Technical exploitation of this vulnerability occurs when administrators or malicious actors access deleted pages through various URL patterns or database queries that bypass normal access controls. The flaw allows for the retrieval of text content that should have been permanently removed from the system, potentially exposing confidential information, private communications, or sensitive data that was marked for deletion. This behavior violates fundamental security principles of data sanitization and access control, as the system fails to properly enforce its own deletion policies. The vulnerability operates at the application layer and can be classified under CWE-200, which deals with information exposure, while also relating to CWE-502, concerning deserialization of untrusted data, if the deletion process involves serialized content manipulation.
The operational impact of CVE-2012-0046 extends beyond simple information disclosure, as it can lead to significant data breaches and compliance violations for organizations using MediaWiki platforms. The exposure of deleted text can compromise user privacy, business confidentiality, and regulatory compliance requirements, particularly in environments governed by data protection regulations such as GDPR or HIPAA. Attackers can leverage this vulnerability to reconstruct deleted content, potentially recovering sensitive documents, personal information, or proprietary data that was intended to be permanently removed from the system. The vulnerability also affects the integrity of the content management system's audit trail, as deleted content can be recovered and potentially modified without proper authorization.

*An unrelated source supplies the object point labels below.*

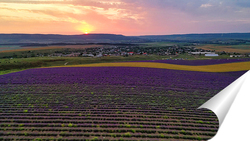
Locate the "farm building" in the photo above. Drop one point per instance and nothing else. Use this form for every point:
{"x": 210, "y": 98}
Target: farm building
{"x": 211, "y": 55}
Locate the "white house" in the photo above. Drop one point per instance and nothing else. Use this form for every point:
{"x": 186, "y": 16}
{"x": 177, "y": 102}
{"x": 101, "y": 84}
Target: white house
{"x": 211, "y": 55}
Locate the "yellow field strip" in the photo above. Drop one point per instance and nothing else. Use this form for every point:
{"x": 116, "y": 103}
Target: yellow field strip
{"x": 229, "y": 67}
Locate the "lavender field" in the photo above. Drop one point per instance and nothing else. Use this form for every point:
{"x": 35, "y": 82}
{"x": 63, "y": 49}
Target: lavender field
{"x": 200, "y": 62}
{"x": 109, "y": 103}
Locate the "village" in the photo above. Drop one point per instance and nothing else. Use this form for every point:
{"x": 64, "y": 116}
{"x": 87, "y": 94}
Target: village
{"x": 139, "y": 50}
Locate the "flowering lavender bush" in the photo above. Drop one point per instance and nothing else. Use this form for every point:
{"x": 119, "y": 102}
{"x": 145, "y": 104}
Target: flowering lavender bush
{"x": 109, "y": 103}
{"x": 199, "y": 62}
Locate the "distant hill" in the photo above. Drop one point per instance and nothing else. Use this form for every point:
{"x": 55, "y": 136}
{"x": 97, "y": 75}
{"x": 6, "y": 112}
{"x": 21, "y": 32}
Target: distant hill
{"x": 198, "y": 37}
{"x": 54, "y": 38}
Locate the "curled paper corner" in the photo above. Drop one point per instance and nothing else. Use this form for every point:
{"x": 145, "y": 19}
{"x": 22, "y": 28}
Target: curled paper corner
{"x": 231, "y": 106}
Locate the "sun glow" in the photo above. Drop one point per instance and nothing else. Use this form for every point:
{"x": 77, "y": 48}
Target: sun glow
{"x": 85, "y": 28}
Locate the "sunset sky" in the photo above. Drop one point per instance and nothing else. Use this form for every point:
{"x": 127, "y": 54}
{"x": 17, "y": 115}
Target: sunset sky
{"x": 127, "y": 17}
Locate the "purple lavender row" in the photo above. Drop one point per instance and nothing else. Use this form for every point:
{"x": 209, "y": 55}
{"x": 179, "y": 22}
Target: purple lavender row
{"x": 123, "y": 76}
{"x": 199, "y": 62}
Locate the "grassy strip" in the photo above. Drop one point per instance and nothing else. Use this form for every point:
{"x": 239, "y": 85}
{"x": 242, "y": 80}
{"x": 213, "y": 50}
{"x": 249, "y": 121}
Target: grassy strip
{"x": 229, "y": 67}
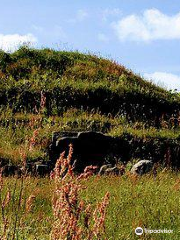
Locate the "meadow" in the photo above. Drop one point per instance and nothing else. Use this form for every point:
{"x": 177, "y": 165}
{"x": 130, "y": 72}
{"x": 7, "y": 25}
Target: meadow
{"x": 150, "y": 202}
{"x": 43, "y": 90}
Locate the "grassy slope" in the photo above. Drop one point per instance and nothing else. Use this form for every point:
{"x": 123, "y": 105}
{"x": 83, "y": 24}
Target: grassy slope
{"x": 83, "y": 92}
{"x": 149, "y": 202}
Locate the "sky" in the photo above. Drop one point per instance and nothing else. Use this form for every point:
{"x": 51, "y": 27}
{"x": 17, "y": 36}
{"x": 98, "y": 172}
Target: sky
{"x": 142, "y": 35}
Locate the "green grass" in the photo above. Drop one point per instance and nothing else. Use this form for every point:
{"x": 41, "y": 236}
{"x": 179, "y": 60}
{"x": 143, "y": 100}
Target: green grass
{"x": 148, "y": 201}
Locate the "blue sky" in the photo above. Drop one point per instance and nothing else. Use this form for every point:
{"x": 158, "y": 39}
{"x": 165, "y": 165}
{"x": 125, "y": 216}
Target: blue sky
{"x": 143, "y": 35}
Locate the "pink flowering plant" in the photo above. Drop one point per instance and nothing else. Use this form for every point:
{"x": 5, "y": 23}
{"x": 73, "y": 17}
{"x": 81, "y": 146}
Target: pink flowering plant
{"x": 73, "y": 218}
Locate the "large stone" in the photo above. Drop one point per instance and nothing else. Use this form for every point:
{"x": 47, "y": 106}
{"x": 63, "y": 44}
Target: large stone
{"x": 89, "y": 148}
{"x": 142, "y": 167}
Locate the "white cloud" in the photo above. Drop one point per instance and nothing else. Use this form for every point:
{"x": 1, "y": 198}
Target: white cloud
{"x": 163, "y": 79}
{"x": 12, "y": 42}
{"x": 81, "y": 14}
{"x": 110, "y": 13}
{"x": 102, "y": 37}
{"x": 151, "y": 25}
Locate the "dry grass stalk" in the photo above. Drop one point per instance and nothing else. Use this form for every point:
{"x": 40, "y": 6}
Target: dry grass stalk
{"x": 73, "y": 219}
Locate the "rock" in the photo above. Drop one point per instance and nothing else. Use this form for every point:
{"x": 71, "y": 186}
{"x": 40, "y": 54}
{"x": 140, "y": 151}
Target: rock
{"x": 10, "y": 170}
{"x": 42, "y": 169}
{"x": 142, "y": 167}
{"x": 113, "y": 171}
{"x": 104, "y": 168}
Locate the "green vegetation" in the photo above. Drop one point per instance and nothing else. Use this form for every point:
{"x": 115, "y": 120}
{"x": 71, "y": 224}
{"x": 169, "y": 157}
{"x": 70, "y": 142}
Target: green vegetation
{"x": 42, "y": 91}
{"x": 150, "y": 202}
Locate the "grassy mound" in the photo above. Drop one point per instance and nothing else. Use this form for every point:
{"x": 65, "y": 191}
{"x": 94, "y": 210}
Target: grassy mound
{"x": 53, "y": 90}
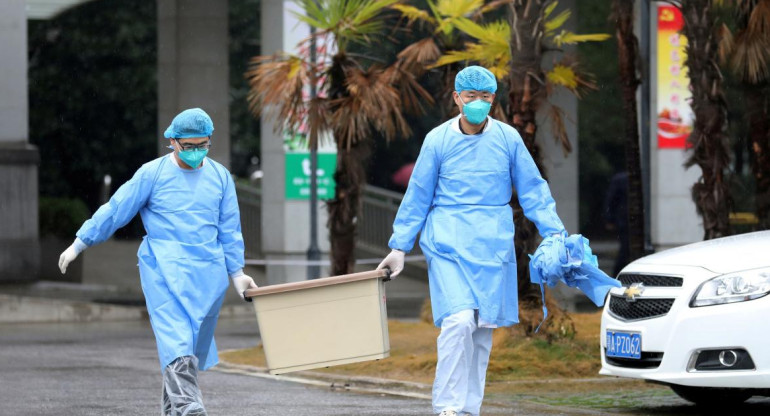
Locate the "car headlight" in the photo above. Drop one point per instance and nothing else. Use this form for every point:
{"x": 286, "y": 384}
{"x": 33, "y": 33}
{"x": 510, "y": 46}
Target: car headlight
{"x": 734, "y": 287}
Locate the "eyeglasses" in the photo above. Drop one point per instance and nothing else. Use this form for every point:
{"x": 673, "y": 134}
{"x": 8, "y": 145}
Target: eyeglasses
{"x": 189, "y": 146}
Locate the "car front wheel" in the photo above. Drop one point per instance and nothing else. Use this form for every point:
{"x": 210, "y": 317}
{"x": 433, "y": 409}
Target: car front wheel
{"x": 710, "y": 396}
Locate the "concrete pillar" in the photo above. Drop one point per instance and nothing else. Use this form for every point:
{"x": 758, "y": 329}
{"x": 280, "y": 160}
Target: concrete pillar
{"x": 285, "y": 223}
{"x": 19, "y": 247}
{"x": 193, "y": 68}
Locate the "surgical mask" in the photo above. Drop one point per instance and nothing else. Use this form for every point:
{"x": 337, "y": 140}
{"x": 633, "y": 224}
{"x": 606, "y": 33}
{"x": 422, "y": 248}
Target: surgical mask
{"x": 194, "y": 157}
{"x": 476, "y": 111}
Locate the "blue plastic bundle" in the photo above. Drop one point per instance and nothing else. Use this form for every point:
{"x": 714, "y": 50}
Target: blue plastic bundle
{"x": 569, "y": 260}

Mitigation strategies for this vulnerability require immediate implementation of security patches provided by the MediaWiki development team, along with comprehensive database cleanup procedures to remove existing traces of deleted content. Organizations should implement additional access controls and monitoring mechanisms to detect unauthorized access attempts to deleted content, while also establishing proper data retention and deletion policies that align with security best practices. The remediation process should include thorough database audits to identify and remove any existing compromised data, alongside configuration reviews to ensure that deletion processes properly sanitize all content from memory, cache, and storage systems. Security teams must also consider implementing network monitoring to detect unusual access patterns that might indicate exploitation attempts, while ensuring that all system components are regularly updated to prevent similar vulnerabilities from emerging in the future.